Peu à peu, un voile épais comme du coton environne la barque, qui semble entrer dans un monde irréel ! « Vous entendez ! dit soudainement le lapin, qui dresse l’oreille. On appelle !
_ Ohé ! Ohé ! entend-on faiblement.
_ Il y a bien quelqu’un en difficulté ! reprend le lapin. Ohé ! Ohé ! Nous sommes ici !
_ Ohé ! Ohé !
_ Ohé ! Ohé ! »
A la fin émerge de la brume une autre embarcation, avec à son bord un homme déjà âgé et visiblement épuisé ! Sa barque touche celle de Paschic et il s’épanche : « Ah ! Je n’en pouvais plus ! J’étais complètement perdu, au point d’avoir songé sérieusement à me jeter à l’eau, pour en finir, pour mettre un terme à ma souffrance !
_ Tss, tsss ! fait le lapin. En voilà une idée ! Et si vous nous racontiez plutôt ce qui vous tourmente autant !
_ Non, non, pourquoi vous associer à mon affliction ? Vous me voyez donc bien cruel ?
_ Mais je vous assure que nous avons le dos assez large, pour encaisser les coups les plus durs ! Sachez que mon compagnon Paschic est encore un philosophe ! Alors, n’hésitez pas : frappez-nous !
_ Je veux bien vous croire… et pourtant j’hésite encore ! Vous livrer mon problème, ce serait comme jeter un menhir sur votre esquif !
_ Qui en a vu bien d’autres ! Allez, la guérison ne viendra pas sans vos larmes, ni votre confession !

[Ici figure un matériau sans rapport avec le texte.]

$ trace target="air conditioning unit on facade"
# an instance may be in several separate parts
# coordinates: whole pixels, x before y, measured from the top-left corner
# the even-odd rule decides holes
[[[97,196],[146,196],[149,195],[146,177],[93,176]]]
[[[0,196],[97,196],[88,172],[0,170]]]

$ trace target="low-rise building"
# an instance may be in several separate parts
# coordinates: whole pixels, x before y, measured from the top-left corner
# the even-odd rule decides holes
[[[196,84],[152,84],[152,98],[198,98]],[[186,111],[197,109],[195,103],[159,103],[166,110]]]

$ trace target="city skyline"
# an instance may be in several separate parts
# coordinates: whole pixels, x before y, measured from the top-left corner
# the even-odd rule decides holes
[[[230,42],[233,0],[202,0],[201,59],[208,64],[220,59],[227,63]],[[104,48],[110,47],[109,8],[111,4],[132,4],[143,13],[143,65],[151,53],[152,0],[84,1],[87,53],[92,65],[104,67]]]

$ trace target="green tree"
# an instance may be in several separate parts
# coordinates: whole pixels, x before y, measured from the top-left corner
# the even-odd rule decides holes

_ Très bien ! Vous savez que c’est bientôt les fêtes…
_ Dans un mois, oui...
_ Mais on ne s’y prend jamais assez tôt ! Toujours est-il que la fromagère me propose un plateau à dix euros par personne, tandis que je songeais à acheter en toute indépendance, mais en quantité, car nous serons nombreux !
_ Et vous vous demandez quelle solution est la meilleure…

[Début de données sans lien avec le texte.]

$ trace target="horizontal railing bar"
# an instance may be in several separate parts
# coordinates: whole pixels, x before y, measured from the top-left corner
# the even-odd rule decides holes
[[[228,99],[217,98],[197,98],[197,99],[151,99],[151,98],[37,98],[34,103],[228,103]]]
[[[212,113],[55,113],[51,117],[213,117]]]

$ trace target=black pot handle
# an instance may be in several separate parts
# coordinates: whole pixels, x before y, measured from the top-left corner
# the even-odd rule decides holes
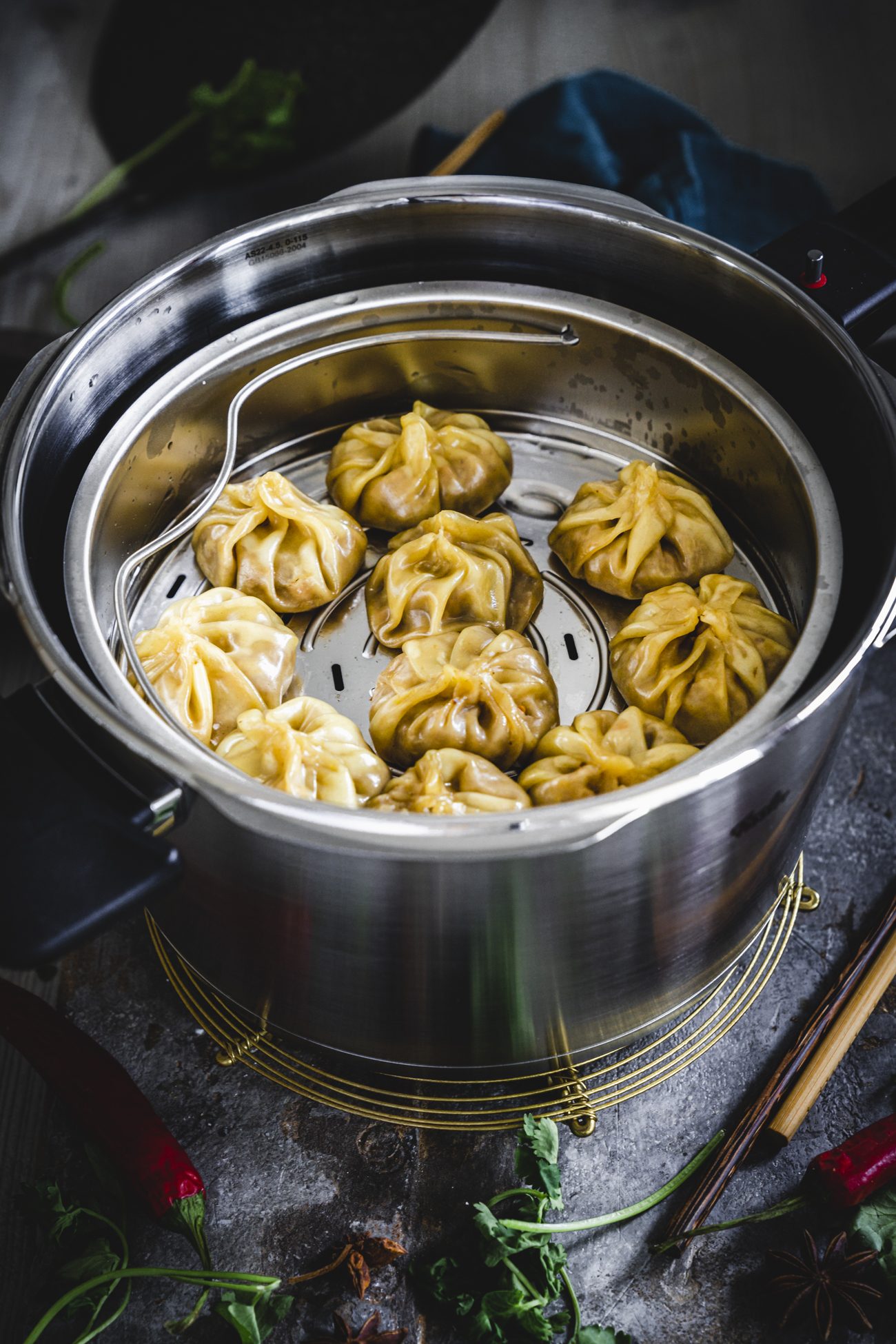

_ Exactement ! Mettez-vous à ma place ! Le plateau, c’est du fromage choisi par la fromagère, mais on est sûr qu’il sera là ! Dans l’autre cas, il peut manquer, d’autant que…
_ D’autant que… ?
_ Il y a les autres ! qui poussent, qui veulent aussi leur fromage, qui sont prêts à m’ coiffer au poteau ! Je n’ vis plus ! Regardez mes mains tremblent, mes cheveux tombent ! »
A cet instant, une autre embarcation vient taper contre les deux autres ! C’est un femme inquiète qui lance : « Place ! Place ! J’ai besoin de fromage pour les fêtes ! Alors voilà ce que je désire… Je…
_ Pardon ! Pardon ! fait l’homme alarmé. J’étais là avant vous !
_ Alors pourquoi vous traînez ? Quel égoïsme !
_ C’est pas vrai ? C’est pas vrai ? Le stresse me ronge ! Il me détruit !
_ Qu’est-ce qu’il a ? demande la femme. Il est malade ? Il faut voir un médecin, mais pas encombrer la crèmerie !
_ Mais tais-toi ! Tais-toi ! Ta gueule, tu comprends !
_ Mais pour qui tu t’ prends, l’ancêtre ? Allez, écarte-toi ! Je dois passer ma commande ! »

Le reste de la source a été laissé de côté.